Who ever thought that the biggest scandal of this year’s Olympics would take place in badminton? It was on Tuesday that four teams competed, or at least faced off against each other and tried to prove who could be the worst.

During the women’s competition a South Korean team, an Indonesian team, and two Chinese teams were all disqualified for throwing their matches and trying to lose the game. All of this so that they could be paired up against easier matches in the next round, and move on to the highest podium. Instead, eight women are headed home. And now, one of those Chinese players, Yu Yang, has quit the game altogether.

It was during Yang’s match that things practically came to a standstill. Yang had already won a gold medal in 2008, and playing with equally skilled partner, Wang Xiaoli. Together they faced off against South Koreans Jung Kyung-eun and Kim Ha-na; but neither pair on either side of the net was putting up any fight. Or movement at all, really. Time after time each team served birdies directly into the net, or let it drop out of bounds completely while standing there and watching it. Clearly something was up, and the officials knew it.

First came the warning from the ref at the side of the net that the crowd was booing, and they really should just get on with it and play. When that wasn’t enough and the abysmal play continued, an Olympic official had to come out and warn them of disqualification. When they wasn’t enough, disqualification from the competition it was — them and two other teams.
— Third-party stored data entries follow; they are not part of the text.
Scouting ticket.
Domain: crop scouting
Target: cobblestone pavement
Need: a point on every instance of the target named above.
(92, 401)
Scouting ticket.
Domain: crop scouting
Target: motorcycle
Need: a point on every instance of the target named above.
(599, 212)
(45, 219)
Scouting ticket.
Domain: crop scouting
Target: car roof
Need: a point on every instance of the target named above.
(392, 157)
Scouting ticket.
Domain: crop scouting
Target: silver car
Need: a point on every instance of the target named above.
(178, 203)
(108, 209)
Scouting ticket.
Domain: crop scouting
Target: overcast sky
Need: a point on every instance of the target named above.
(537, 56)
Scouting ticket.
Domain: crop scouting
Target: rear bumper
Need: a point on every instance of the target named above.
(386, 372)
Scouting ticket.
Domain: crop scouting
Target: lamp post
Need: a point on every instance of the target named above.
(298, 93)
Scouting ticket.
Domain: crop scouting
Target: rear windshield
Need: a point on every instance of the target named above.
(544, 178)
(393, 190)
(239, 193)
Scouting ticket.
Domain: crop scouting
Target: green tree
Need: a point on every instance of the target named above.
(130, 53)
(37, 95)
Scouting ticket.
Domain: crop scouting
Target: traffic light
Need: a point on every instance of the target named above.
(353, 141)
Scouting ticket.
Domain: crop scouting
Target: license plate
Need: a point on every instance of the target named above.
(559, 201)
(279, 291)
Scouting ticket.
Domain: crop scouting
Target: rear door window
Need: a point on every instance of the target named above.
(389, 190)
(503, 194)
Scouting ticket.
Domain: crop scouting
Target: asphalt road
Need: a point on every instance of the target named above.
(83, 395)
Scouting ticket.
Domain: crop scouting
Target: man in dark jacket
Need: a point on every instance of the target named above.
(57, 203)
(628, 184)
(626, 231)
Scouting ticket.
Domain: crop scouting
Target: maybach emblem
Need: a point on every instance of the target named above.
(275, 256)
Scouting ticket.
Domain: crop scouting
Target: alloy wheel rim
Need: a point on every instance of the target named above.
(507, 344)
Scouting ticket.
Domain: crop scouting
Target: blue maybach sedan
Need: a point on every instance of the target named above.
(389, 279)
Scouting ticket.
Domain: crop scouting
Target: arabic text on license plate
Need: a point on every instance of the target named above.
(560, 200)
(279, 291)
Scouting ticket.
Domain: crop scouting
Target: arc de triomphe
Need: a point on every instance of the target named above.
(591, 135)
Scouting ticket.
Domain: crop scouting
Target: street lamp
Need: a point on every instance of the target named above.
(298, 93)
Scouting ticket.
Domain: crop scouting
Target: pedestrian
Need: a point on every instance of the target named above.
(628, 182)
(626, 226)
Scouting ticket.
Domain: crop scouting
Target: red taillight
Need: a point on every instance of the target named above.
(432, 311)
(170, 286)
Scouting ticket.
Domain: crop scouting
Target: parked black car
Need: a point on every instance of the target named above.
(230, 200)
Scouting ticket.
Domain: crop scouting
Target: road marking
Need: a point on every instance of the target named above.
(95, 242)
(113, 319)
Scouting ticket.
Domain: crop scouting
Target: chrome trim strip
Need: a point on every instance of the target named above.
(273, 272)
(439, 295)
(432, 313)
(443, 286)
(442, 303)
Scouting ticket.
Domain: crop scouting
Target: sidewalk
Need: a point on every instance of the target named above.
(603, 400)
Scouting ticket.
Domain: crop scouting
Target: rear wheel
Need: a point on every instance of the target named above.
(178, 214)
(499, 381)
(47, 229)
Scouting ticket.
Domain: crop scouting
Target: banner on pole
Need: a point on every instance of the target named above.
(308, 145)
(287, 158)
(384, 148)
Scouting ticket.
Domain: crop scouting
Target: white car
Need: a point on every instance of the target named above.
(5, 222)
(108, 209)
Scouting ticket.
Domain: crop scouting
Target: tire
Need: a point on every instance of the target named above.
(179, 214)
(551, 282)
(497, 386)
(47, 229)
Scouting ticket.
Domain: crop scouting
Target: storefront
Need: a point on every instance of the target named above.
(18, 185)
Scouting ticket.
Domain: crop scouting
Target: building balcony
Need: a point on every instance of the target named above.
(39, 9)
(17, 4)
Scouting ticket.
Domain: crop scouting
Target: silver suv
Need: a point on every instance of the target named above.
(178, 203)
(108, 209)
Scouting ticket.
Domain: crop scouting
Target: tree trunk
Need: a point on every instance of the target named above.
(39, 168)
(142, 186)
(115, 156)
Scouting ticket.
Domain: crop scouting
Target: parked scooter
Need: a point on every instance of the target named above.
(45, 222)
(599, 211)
South Korea and Indonesia are appealing the disqualifying decision of The Badminton World Federation. However, China says that it fully understands and respects their decision; and that an investigation of their own is also under way.

Perhaps already fearing the consequences of that investigation, or perhaps just bitterly disappointed at having her London Olympic dreams shattered, Yu Yang has already quit the game of badminton.

“This is my last time competing,” Yu Yang wrote on her own personal blog after the decision had come down. “Goodbye Badminton World Federation, goodbye my beloved badminton. You have heartlessly shattered our dreams.”